Mais pas besoin d’aller bien loin pour se rendre compte de l’impact de l’Europe dans notre quotidien. Direction le marché ou le rayon fruits et légumes du supermarché. Les ardoises qui nous indiquent le prix des aliments et sont aussi là pour nous informer sur l’origine du produit. Fruits, légumes mais aussi poissons et viandes, l’Union européenne impose la traçabilité de ce que nous mangeons. Les industriels ne sont pas  laissés de côté. Des normes strictes encadrent les colorants, conservateurs et antixyodants tandis que les additifs sont soumis à une réglementation de l’Autorité européenne de sécurité des aliments.

 

A l’heure du numérique, des mesures sont également prises pour garantir les droits des internautes. L’Union européenne permet de commander des produits sans droits de douane ni taxes supplémentaires. Elle protège également les consommateurs en leur permettant de renvoyer un produit acheté, sans justification, dans un délai de 14 jours. Et pour les appareils électriques, c’est bien deux ans de garantie mais seulement en cas de défaut de conformité.

 

  • Numérique et téléphonie

C’est l’un des plus grand chantier numérique de l’Europe. Entré en vigueur le 25 mai 2018, le RGPD ( Règlement général pour la protection des données) encadre la récolte, l’exploitation et la protection des données des internautes, avec en particulier une obligation de « consentement éclairé » pour le recueil des données. Les amendes peuvent s’élever jusqu’à 20 millions d’euros ou 4% du chiffre d’affaires annuel mondial des entreprises. Concrètement comment cela s’exprime ?  Pour nous, européens, contrairement aux Etats-Unis, il est interdit aux sites de récupérer nos données personnelles à des fins commerciales.
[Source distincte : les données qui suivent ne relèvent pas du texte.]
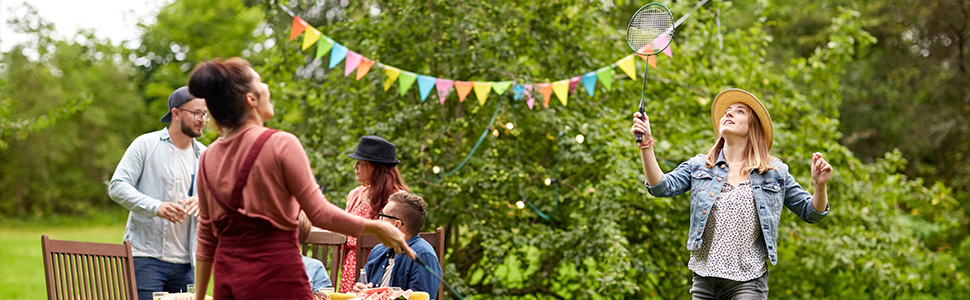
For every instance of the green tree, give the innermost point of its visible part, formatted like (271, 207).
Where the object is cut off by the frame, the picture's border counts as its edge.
(605, 235)
(83, 83)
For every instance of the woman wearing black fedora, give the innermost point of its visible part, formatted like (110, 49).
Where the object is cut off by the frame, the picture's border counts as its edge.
(737, 191)
(376, 170)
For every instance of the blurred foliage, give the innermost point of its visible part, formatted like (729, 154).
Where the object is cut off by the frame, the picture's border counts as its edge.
(890, 234)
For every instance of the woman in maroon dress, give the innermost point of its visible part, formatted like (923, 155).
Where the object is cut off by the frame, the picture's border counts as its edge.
(254, 182)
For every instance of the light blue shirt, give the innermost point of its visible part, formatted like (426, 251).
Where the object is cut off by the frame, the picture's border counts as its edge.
(771, 189)
(144, 178)
(316, 273)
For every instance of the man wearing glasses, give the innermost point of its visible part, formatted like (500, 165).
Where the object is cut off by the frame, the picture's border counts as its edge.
(387, 269)
(155, 181)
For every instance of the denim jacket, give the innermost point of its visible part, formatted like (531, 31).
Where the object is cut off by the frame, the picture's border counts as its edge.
(771, 189)
(144, 178)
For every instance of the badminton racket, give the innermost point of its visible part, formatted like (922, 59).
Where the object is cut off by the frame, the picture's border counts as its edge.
(649, 33)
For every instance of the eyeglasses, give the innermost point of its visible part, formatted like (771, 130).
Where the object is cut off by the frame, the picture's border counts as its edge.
(383, 216)
(199, 115)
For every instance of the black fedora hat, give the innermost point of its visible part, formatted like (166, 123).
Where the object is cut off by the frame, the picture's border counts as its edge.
(375, 149)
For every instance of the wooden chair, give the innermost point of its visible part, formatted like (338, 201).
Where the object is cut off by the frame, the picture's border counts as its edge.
(367, 242)
(82, 270)
(322, 242)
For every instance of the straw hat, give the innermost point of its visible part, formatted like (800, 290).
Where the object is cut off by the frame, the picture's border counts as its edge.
(731, 96)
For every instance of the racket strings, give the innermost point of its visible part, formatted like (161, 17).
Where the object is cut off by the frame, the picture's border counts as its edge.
(646, 26)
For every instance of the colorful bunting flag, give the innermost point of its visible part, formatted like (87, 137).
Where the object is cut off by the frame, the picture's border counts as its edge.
(364, 67)
(463, 88)
(628, 66)
(528, 94)
(392, 74)
(310, 38)
(561, 88)
(425, 84)
(481, 91)
(501, 86)
(573, 82)
(546, 90)
(338, 54)
(406, 80)
(324, 44)
(605, 75)
(298, 26)
(444, 88)
(589, 81)
(353, 60)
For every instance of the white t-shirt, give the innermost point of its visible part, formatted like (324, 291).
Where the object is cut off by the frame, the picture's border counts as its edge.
(176, 243)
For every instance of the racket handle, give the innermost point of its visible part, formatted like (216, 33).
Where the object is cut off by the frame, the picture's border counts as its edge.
(642, 117)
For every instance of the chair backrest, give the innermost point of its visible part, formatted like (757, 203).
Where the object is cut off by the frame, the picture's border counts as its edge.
(83, 270)
(367, 242)
(322, 242)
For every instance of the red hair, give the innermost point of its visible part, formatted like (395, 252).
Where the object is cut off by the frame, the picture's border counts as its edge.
(385, 181)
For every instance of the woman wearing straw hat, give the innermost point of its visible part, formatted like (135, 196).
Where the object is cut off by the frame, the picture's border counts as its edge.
(737, 191)
(376, 170)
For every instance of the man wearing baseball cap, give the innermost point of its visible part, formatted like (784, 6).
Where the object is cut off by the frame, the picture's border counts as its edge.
(155, 181)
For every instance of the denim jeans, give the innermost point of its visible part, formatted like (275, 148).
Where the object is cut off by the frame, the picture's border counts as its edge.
(705, 288)
(153, 275)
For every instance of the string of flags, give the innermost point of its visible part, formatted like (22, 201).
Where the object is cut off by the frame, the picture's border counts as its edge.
(354, 61)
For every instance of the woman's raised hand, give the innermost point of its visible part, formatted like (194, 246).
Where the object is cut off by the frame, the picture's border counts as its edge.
(821, 170)
(641, 126)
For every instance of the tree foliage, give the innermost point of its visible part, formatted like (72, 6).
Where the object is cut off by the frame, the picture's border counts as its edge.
(889, 234)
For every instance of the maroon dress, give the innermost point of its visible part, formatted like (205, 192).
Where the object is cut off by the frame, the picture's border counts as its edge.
(253, 259)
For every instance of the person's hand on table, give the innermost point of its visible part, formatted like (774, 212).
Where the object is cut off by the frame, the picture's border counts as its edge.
(359, 287)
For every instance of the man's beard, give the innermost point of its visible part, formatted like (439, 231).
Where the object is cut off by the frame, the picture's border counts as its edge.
(187, 130)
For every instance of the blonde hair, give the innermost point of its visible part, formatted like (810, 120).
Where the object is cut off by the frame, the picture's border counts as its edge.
(756, 151)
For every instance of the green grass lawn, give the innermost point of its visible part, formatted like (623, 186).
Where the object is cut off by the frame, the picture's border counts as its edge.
(22, 262)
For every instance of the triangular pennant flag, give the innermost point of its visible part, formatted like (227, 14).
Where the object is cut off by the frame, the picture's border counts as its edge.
(311, 37)
(628, 66)
(528, 96)
(481, 90)
(298, 26)
(546, 90)
(339, 52)
(517, 91)
(463, 88)
(561, 88)
(353, 60)
(407, 79)
(364, 67)
(324, 44)
(501, 86)
(444, 88)
(605, 75)
(589, 82)
(662, 40)
(392, 74)
(425, 84)
(573, 82)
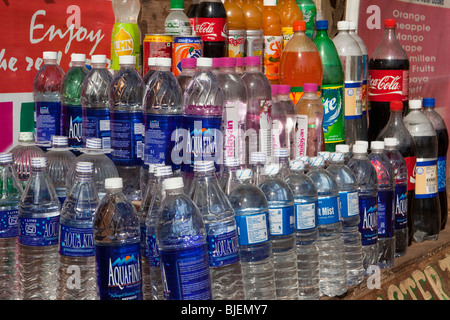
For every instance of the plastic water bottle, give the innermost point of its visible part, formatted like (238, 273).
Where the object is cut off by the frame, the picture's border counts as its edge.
(117, 245)
(401, 195)
(22, 153)
(349, 208)
(47, 86)
(330, 243)
(367, 179)
(76, 238)
(104, 168)
(234, 109)
(161, 173)
(386, 209)
(181, 241)
(201, 120)
(259, 118)
(255, 248)
(306, 232)
(280, 200)
(11, 191)
(60, 159)
(39, 214)
(221, 233)
(127, 125)
(72, 112)
(95, 102)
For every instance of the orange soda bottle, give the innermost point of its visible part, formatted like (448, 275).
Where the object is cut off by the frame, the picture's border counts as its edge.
(273, 40)
(300, 62)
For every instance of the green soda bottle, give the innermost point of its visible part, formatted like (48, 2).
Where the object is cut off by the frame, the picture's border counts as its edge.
(332, 88)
Grande nouveauté aussi depuis deux ans, des dispositions légales ont été prises à échelle européenne pour ne pas avoir à payer de frais supplémentaires, les fameux « frais d’itinérance » ou « roaming » lorsque l’on voyage d’un pays européen à l’autre.

  • Justice

La Cour européenne des Droits de l’Homme (CEDH) a pour mission est d’assurer le respect des engagements souscrits par les États signataires de la Convention européenne des droits de l’homme. La compétence de la Cour s’étend donc à toutes les questions concernant l’interprétation et l’application de la Convention et de ses protocoles additionnels . La Cour peut être saisie d’une requête par un État ou « par toute personne physique, toute organisation non gouvernementale ou tout groupe de particuliers qui s’estime victime d’une violation » de ses droits ou libertés, garantis par la Convention. Elle a par exemple été saisie récemment par les parents de Vincent Lambert qui s’opposaient à un arrêt des soins. En rejetant leur demande, le lundi 20 mai, elle a enterré tout autre possibilité de rappel.

 

  • Environnement

Près de 26 millions de tonnes de déchets plastiques sont générées chaque année à travers l’Union européenne. La Commission a adopté une loi afin de lutter contre la pollution plastique. Cette stratégie vise à assurer que chaque emballage plastique puisse être réutilisé ou recyclé d’ici 2030 et à réduire la consommation de produits plastiques à usage unique à partir de 2020. En attendant, l’Union européenne a déjà interdit depuis 2016 les sacs plastiques à usage unique dans les supermarchés.